Foreign Affairs Minister Nanaia Mahuta tweeted that it was "draconian" and does not support women's right to choose.
Green Party MP Chlöe Swarbrick blasted the decision, expressing "solidarity with Americans fighting for restoration of their rights to healthcare."
ACT leader David Seymour said that "It may be that this is just returning the question to a state one, but half the states are going back a century in just a few days."
Green Party MP Jan Logie does not expect the decision will encourage people to push for changes to the abortion laws in New Zealand.
Logie said she is grateful New Zealand decriminalised abortion in 2020.

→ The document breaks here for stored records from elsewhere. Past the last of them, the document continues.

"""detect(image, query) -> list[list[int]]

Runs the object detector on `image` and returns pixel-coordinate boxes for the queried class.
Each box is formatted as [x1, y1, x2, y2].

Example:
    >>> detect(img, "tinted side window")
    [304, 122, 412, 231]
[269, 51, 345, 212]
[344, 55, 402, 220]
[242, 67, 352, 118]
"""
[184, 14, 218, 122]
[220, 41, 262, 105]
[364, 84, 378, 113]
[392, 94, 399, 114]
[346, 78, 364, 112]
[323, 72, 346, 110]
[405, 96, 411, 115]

"We've seen a result of that an increasing number of New Zealanders who recognise the importance of reproductive justice. But this tells us also that we cannot be complacent."
Logie said she fears the decision will increase the rate of unsafe abortions in the US.
National Party leader Christopher Luxon has not made any public statements on the decision yet.
He previously has said he is against abortion personally, but not interested in changing New Zealand law.